“稳住!都稳住!”
“安武白,有种的来单打独斗!”
回应他的只有火药包的又一轮轰炸。
“报!敌袭敌袭!”
“将军,有敌军在后方打来啦!”
“什么?领兵何人?”
“一名老者,旗号栾!”
“什么!”
“将军,敌军数万人,我军营帐全都被烧,军师他、他被割首。”
轰!
胡葵力山身形晃荡,差点儿从马背上坠下来。
完了!
全军都要死无葬身之地了!
想到此,胡葵力山双眼猩红。
随即大喊——
“都给我拼了!”
“杀!给我杀!”
城内。
北十安等人全都骑上战马,“安太守,别忘记我之前说过的。

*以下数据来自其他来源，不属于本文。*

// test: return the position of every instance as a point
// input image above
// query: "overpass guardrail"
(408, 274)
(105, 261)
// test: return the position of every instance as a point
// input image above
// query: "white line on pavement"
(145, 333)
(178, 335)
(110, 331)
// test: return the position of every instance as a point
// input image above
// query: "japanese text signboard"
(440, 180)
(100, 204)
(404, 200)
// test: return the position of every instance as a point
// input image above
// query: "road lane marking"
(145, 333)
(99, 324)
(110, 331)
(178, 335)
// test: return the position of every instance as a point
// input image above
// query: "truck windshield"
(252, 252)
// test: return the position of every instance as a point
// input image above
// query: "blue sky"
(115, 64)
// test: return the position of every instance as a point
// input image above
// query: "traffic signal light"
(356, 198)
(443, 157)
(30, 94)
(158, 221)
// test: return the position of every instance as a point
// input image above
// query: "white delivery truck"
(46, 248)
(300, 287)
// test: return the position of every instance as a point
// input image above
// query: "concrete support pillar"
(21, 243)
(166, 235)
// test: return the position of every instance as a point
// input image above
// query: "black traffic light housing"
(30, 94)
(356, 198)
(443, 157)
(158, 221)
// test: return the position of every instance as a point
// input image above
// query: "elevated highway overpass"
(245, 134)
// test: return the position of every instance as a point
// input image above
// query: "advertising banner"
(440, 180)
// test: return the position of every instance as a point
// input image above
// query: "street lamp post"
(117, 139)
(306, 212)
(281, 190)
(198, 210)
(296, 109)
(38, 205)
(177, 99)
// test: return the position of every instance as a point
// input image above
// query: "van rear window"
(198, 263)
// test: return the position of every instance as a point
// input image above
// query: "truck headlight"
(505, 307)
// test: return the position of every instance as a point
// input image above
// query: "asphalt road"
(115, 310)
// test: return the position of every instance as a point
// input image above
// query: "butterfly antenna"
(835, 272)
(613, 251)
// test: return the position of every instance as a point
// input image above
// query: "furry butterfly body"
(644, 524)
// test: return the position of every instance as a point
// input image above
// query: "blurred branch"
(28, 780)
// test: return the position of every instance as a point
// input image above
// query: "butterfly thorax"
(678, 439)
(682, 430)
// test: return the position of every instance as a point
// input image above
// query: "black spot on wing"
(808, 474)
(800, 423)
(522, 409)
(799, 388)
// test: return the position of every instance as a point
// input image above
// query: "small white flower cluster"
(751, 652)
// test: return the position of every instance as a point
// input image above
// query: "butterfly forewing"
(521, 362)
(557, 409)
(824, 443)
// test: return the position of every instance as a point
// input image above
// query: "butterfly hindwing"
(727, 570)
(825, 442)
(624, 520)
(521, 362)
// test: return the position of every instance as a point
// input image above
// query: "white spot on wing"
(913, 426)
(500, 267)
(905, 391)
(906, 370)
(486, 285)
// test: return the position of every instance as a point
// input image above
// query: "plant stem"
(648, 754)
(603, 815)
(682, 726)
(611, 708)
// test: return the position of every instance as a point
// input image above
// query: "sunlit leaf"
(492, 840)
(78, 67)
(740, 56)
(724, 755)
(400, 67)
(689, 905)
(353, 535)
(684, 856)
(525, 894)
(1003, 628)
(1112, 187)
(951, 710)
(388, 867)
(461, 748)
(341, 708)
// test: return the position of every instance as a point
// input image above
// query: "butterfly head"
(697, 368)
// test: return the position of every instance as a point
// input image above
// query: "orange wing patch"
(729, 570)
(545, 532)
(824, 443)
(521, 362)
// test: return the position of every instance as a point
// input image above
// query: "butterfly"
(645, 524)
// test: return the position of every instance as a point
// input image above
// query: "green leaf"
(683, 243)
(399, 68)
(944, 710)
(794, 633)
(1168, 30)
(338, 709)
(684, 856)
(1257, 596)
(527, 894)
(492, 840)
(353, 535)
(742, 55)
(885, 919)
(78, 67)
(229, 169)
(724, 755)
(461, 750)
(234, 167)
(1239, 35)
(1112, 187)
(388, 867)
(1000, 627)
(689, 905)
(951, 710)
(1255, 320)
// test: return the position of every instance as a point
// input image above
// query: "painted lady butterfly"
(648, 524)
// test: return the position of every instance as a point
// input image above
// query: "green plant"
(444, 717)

”
安武白登时下跪,在场的百姓跟守军也都齐齐跪拜在地。
百姓跟守军们不清楚具体发生了什么,但,这些外来的人着实帮了他们大忙。
人家护着他们的家园,这一跪不亏。
“公子,我安某定然遵守承诺。公子保重,各位,保重!”
北十安点头,“城内给你们留的火药包,用不完的找个地儿收好备着。北疆地域不太平。”
“是!”
“行了,我们也要走了。栾家军已到,你们必可安然无恙!”
“公子!好走!”
北十安随后跟南羡初汇合,两人在前方引路。
跟随他们一起的人,每个人的马背上都装着或大或小的火药包。
“众将听令,跟他们拼了!”
“是!”
战马越过城墙的残障,一行二十余人直逼北襄乱军。
随后,火药包爆炸的声音层出不穷。
夜色下,火把火堆将天映红,各处都是惨叫声以及冷兵器的厮杀声。
南羡初有伤,孟姝唯体弱,北十安、齐尽欢以及墨南夷全都守着他们两个前行。
打着栾家军旗号的大军跟北襄军打斗在一起,他们一行人趁乱朝着友军的后方而去。
不多久。
南羡初终于跟南老爷子汇合。
“公子,孟姑娘!”
南老爷子目光灼灼,一颗悬着的心终于落下。
还好,都还活着!
南羡初点头,随即吩咐,“不招降军,一个不留。备好火油,到时候……”
南老爷子一讶,“公子,这?”
“我自由安排。”
“是!”
南羡初随后吩咐那些跟随他们一起厮杀出来是21人太平守军去休息,他则是跟孟姝唯等人去了大帐。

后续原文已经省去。